Existen ya raperos billonarios, existen ya enormes listas o tops donde se leen nombres de diversos rappers autorizados y otros denostados. Están ahí, conviviendo, los límites del underground y la necesidad de salir de la pobreza (vencerla es un objetivo, pero no olvidarla) junto con las sumas millonarias y el despilfarre, el rap más puro con el trap. La mayoría del tiempo esto se descubre por fanáticos (digo se descubre porque son quienes sienten sorpresa), y estos se cuestionan su papel dentro de una mal comprendida masa religiosa, que no es religiosa sino espiritual en el mejor de los casos.

Basta, pues, con abrir las puertas y, aunque suene extraño para algunos, educar a quienes buscan esta educación.
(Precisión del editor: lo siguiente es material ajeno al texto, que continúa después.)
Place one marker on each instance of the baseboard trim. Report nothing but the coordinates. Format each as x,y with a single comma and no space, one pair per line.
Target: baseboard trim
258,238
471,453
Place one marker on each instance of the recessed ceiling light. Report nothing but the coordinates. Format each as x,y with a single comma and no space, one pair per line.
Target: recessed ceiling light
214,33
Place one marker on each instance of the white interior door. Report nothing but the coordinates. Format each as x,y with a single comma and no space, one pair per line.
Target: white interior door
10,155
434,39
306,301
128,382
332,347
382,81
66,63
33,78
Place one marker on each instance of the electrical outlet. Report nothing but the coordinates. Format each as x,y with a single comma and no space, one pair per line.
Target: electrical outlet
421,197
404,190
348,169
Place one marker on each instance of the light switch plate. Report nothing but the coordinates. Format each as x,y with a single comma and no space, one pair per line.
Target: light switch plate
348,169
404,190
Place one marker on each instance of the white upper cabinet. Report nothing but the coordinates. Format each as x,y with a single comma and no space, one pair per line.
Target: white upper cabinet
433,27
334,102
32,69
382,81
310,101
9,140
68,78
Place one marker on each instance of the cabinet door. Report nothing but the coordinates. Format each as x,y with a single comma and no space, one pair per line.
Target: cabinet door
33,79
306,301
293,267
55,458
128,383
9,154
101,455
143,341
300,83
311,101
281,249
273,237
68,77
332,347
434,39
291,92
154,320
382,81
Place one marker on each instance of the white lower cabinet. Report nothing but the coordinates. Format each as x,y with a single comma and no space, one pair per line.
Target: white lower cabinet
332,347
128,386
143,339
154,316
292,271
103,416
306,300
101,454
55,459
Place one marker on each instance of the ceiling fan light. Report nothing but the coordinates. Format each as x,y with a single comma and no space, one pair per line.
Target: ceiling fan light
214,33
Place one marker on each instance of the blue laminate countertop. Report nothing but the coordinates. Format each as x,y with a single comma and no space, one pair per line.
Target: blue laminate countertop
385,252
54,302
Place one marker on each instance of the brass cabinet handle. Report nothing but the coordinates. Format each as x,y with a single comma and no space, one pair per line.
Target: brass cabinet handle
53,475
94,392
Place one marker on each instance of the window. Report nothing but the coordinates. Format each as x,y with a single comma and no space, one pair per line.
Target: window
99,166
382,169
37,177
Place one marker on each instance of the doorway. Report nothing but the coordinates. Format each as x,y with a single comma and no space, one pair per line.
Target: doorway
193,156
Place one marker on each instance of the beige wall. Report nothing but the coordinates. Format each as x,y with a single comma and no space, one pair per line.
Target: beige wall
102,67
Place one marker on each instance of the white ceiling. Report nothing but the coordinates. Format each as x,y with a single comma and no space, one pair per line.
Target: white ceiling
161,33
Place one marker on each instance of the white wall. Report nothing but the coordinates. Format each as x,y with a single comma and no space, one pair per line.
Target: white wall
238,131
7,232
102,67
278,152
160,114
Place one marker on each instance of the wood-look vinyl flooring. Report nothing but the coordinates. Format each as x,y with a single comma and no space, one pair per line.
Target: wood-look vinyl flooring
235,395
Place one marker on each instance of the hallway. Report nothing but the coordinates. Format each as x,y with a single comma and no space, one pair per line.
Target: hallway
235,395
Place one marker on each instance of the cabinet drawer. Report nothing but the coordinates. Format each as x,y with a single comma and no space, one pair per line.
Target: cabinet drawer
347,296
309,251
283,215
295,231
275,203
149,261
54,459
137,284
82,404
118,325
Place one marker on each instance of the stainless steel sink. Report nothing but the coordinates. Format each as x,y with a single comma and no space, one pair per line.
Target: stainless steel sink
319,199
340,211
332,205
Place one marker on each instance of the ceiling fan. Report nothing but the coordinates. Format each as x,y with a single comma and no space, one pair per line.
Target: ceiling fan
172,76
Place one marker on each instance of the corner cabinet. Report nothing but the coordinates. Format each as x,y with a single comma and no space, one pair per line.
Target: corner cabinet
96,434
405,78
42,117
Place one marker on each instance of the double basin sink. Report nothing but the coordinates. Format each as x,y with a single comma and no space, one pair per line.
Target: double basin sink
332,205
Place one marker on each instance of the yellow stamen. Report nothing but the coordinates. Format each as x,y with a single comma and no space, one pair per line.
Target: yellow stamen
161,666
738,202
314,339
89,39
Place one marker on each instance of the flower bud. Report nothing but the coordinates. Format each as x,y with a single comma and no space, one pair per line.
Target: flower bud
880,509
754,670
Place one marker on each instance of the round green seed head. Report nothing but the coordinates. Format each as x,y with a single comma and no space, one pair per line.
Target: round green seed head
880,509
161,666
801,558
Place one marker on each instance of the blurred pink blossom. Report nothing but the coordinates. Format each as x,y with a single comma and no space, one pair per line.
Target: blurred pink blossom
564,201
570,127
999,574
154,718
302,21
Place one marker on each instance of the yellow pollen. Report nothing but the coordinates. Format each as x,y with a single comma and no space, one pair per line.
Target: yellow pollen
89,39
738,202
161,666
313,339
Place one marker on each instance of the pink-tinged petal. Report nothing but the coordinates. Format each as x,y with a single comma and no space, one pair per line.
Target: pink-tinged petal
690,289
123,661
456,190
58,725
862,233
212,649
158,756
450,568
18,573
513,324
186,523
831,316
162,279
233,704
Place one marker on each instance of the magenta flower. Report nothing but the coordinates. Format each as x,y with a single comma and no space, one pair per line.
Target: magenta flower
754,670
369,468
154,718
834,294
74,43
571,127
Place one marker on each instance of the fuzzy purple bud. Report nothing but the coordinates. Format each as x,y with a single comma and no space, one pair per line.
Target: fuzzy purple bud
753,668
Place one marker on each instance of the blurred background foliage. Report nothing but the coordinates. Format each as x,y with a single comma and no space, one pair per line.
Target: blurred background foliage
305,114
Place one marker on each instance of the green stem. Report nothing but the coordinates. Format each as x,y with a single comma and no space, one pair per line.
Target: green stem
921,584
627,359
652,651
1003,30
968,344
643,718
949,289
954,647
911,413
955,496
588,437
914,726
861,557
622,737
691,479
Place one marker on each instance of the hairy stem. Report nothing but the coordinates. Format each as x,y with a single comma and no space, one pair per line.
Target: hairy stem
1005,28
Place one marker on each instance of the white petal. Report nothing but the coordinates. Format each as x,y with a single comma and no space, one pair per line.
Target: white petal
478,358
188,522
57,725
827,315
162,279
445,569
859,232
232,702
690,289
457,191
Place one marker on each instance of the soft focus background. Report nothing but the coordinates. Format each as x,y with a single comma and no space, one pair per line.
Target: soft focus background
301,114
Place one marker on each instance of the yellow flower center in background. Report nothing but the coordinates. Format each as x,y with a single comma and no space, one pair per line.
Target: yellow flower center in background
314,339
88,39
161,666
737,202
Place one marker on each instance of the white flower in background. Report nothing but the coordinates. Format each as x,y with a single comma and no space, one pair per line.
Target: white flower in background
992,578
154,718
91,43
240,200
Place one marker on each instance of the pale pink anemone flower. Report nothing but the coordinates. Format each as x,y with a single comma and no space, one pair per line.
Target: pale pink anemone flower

El rap es una disciplina de estudio, y no lo digo avalando los estudios antropológicos, muchas veces llenos de superficialidad, sino al propio HH y rap como forma de estudio. Más que música, más que sonido: visión del mundo. Los dogmas tienen que morir, en tanto que ahora mismo es posible encontrar a los escuchas recientes de rap despotricando contra su némesis: el trap, ese “género urbano” que lidera las listas, mismo que ni es nuevo ni es precisamente “urbano”, porque la etiqueta “música urbana” por sí misma nació de una tarea de simplificación, y eso nunca acaba bien. Lo nuevo no mata lo viejo, y lo fake no opaca lo real. 
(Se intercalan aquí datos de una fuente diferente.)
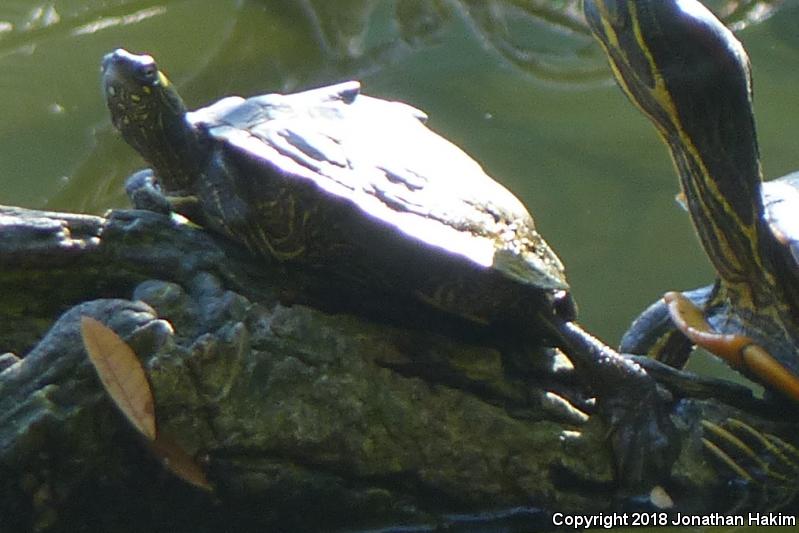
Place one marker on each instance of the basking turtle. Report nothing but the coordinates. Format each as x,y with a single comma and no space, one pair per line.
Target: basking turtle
361,192
691,77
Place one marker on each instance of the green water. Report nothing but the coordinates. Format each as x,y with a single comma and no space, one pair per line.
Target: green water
560,134
589,167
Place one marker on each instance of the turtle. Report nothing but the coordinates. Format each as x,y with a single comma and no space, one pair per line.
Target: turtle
691,77
358,191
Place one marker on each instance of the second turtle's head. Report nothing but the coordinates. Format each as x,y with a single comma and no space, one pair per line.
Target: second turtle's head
150,114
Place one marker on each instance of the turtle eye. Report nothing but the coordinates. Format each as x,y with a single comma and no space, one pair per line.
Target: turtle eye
149,74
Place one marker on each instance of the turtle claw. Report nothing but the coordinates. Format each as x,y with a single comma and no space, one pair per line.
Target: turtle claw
653,332
636,410
740,351
643,436
760,460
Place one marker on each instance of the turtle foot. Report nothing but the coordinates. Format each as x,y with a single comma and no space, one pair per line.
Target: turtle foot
144,193
654,334
644,439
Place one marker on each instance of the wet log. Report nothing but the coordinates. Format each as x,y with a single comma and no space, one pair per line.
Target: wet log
302,418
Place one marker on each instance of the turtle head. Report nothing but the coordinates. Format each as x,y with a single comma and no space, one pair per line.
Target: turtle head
691,77
148,111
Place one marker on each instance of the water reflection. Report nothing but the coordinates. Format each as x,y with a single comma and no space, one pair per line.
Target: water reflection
517,83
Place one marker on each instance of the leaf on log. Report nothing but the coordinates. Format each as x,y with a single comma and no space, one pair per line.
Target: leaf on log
179,462
121,373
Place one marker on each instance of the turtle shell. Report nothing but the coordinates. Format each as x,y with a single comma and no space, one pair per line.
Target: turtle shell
781,200
342,181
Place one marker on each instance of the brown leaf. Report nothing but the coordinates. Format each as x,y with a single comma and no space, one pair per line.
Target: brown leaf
121,373
179,462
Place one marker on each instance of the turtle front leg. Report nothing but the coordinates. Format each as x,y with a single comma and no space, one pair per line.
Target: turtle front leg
643,436
144,193
740,352
654,334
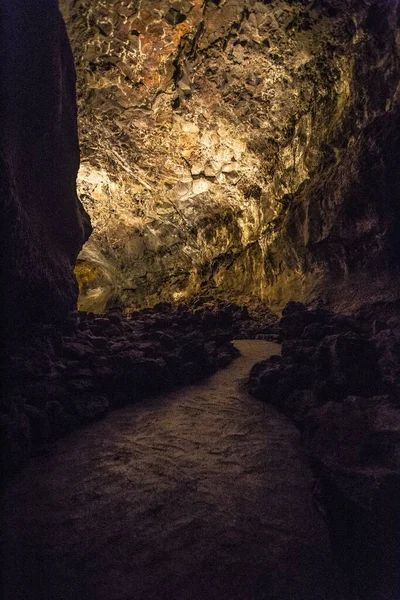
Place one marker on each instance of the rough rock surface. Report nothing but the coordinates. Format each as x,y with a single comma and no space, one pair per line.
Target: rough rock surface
339,379
240,144
201,494
56,379
42,222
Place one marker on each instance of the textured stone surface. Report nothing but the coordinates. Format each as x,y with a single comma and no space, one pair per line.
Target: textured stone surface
239,144
204,494
59,377
42,220
342,390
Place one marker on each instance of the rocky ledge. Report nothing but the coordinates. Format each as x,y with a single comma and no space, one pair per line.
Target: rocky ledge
338,378
63,376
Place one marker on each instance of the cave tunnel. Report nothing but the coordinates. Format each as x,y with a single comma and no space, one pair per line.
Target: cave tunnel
200,358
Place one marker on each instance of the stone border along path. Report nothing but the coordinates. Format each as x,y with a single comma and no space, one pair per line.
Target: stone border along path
204,493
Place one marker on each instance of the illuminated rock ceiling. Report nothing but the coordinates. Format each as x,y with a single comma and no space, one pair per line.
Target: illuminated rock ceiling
222,142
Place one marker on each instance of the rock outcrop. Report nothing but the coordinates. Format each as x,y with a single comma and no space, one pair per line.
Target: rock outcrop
339,379
62,376
240,145
43,224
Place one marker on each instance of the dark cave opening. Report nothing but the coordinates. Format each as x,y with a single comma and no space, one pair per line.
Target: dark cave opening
220,417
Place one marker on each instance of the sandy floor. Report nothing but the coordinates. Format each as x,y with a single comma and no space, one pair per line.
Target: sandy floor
202,494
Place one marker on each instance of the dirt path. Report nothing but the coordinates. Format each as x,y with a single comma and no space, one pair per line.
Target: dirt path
202,494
No quiero decir, con todo esto, que sé lo que es el rap game y sus extremidades, sino que externo mi intención de compartir un retazo de experiencia. No sé si el rap salva vidas, pero sí sé que las ordena. Hay cientos de libros y documentales, miles de discos y materiales que dan cuenta de la evolución de la experiencia estética. Si quien lee esto se interesa, no demorará demasiado en adquirir alguna vía de conocimiento del HH, aunque sea la más elemental (y nunca mejor usado este vocablo).
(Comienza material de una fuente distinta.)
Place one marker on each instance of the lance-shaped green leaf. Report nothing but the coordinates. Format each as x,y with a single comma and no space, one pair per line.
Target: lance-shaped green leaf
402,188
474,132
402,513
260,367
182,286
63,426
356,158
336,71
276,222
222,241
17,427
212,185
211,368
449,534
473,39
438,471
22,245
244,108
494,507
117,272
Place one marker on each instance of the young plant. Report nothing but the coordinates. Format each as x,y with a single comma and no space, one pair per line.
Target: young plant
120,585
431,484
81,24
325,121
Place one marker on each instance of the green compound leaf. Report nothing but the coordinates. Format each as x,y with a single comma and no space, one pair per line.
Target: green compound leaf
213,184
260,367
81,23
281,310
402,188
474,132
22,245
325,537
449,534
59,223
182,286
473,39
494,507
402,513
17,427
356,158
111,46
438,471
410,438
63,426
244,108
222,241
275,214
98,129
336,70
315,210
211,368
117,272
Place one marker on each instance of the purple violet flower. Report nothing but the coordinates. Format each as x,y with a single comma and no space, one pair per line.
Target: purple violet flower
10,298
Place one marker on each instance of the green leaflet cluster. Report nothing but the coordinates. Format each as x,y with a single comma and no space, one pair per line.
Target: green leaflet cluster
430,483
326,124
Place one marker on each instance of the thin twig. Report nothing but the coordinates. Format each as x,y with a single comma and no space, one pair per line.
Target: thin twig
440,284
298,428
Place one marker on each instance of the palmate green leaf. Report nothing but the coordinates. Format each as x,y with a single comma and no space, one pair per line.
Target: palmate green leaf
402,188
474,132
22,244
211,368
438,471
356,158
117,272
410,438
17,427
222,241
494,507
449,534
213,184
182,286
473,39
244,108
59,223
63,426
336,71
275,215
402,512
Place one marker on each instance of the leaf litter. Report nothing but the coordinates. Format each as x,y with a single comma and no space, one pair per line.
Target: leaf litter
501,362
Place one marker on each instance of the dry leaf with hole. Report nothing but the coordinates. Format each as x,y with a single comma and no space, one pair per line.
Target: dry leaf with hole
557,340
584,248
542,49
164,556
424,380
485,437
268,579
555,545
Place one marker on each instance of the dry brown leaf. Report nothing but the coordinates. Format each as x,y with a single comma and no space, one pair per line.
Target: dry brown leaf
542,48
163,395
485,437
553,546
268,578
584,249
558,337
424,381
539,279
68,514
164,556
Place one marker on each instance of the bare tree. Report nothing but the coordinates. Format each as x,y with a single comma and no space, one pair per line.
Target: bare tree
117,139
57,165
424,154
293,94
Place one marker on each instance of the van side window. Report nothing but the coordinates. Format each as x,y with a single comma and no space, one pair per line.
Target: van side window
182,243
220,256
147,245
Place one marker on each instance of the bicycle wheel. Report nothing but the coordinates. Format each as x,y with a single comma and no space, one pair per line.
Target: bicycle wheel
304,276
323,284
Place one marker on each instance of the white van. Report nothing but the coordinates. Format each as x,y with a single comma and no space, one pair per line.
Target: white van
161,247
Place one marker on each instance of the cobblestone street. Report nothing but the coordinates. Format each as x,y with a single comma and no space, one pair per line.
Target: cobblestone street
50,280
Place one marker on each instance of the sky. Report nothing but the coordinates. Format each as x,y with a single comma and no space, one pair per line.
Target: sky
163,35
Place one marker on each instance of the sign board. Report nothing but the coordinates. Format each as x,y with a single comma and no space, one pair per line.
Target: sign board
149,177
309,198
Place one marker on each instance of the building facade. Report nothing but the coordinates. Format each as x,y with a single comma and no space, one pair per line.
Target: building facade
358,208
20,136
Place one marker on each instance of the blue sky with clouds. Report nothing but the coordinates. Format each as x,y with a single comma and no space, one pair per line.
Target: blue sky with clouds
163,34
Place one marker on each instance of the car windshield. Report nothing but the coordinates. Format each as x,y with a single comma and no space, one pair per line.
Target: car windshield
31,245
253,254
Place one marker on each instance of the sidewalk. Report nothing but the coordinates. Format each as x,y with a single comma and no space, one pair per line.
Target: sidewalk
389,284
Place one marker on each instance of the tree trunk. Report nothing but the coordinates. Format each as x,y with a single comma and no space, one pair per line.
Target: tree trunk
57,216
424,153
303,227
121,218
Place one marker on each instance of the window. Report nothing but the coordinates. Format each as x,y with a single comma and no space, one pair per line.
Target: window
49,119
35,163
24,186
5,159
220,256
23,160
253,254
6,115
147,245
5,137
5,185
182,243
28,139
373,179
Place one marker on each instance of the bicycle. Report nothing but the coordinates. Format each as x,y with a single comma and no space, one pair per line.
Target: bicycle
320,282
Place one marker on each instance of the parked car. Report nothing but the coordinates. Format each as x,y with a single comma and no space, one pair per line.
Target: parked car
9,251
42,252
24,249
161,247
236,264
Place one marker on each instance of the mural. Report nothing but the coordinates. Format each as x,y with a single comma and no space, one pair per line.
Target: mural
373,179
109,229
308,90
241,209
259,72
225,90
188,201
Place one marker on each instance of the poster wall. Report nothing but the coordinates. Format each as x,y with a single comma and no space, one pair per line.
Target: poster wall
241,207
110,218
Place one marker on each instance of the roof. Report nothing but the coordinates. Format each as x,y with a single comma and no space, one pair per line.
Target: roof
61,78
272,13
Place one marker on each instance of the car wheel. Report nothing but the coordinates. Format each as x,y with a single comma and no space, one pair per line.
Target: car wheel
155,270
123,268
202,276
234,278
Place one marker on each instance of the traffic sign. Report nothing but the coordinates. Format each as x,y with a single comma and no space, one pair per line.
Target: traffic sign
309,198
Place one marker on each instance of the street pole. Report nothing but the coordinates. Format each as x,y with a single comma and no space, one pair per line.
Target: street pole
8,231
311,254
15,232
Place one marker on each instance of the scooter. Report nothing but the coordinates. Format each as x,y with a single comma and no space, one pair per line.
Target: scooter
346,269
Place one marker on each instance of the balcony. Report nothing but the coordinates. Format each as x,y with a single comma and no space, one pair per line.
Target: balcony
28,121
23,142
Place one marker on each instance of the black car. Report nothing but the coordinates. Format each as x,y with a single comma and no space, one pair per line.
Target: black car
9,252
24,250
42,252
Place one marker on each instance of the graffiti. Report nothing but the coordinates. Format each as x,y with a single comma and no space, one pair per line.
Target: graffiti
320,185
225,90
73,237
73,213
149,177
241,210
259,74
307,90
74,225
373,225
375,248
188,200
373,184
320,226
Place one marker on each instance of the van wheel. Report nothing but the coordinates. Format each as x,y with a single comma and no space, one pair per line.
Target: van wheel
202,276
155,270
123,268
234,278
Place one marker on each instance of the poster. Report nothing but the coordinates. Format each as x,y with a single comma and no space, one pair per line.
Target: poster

Si el rap es conocimiento, si el HH es capaz de alcanzar gamas espirituales, hablar de él sin respeto y a la ligera sólo provoca malentendidos. Es necesario cargar con uno mismo, hacerse responsable de la práctica para poder ejercer esta conciencia colectiva, o en palabras KRS-One, tras develar el valor de Bruce Lee para la cultura: “un artista marcial tiene que asumir la responsabilidad de sí mismo y de aceptar las consecuencias de su propio hacer”, y remata: “Mi grupo no tomaba el micrófono, o hacía breakin, o eran DJ primero, sino que estábamos más preocupados por las verdades ocultas, el logro de la libertad y la injusticia, por cualquier medio necesario”. Una última lección: necesitamos establecer nuestras prioridades si pretendemos cumplirnos.